Pesquisadores como Fiorucci e Vieira (2021) alertam que a falta de regulamentação dessas clínicas é um grande risco, pois elas acabam funcionando como espaços de confinamento, e não como locais de cuidado e reabilitação. Isso pode causar ainda mais traumas aos adolescentes, prejudicando seu desenvolvimento emocional e social.
Mas existem alternativas mais humanas, eficazes e respeitosas. Um bom exemplo são os CAPS Infantojuvenis (Centros de Atenção Psicossocial), que fazem parte da rede pública de saúde. Esses centros oferecem atendimento em liberdade, com equipes formadas por psicólogos, assistentes sociais, médicos e educadores.
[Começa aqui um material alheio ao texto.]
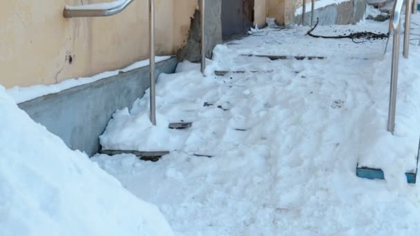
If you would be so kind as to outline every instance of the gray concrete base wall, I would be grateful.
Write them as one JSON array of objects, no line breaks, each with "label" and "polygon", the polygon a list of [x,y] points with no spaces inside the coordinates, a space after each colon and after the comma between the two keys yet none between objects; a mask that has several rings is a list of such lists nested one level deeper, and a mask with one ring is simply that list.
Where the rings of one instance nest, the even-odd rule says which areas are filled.
[{"label": "gray concrete base wall", "polygon": [[[352,0],[340,4],[332,4],[316,9],[314,20],[319,19],[319,25],[347,25],[360,21],[365,14],[366,3],[365,0]],[[311,23],[311,12],[305,14],[305,25]],[[302,24],[302,14],[296,17],[296,23]]]},{"label": "gray concrete base wall", "polygon": [[[173,73],[173,57],[156,63],[156,78]],[[131,108],[149,87],[149,66],[122,72],[19,104],[36,122],[61,138],[73,150],[91,156],[99,149],[99,137],[117,110]]]}]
O foco está na escuta qualificada, no fortalecimento dos vínculos familiares, na construção da autoestima e na inclusão dos adolescentes na comunidade.
Outra abordagem importante é a da redução de danos, que busca diminuir os efeitos negativos do uso de substâncias sem julgar ou punir. Essa estratégia reconhece que cada pessoa tem sua trajetória, e que o cuidado precisa ser construído com respeito, diálogo e acolhimento.
A sociedade como um todo também precisa refletir sobre seu papel nesse processo. Muitas vezes, os adolescentes que chegam a essas clínicas já passaram por experiências de exclusão, racismo, violência doméstica e abandono institucional. Cuidar deles não é apenas tratar o uso de drogas, mas garantir direitos, oferecer oportunidades e investir em políticas públicas que promovam saúde, educação, cultura e lazer.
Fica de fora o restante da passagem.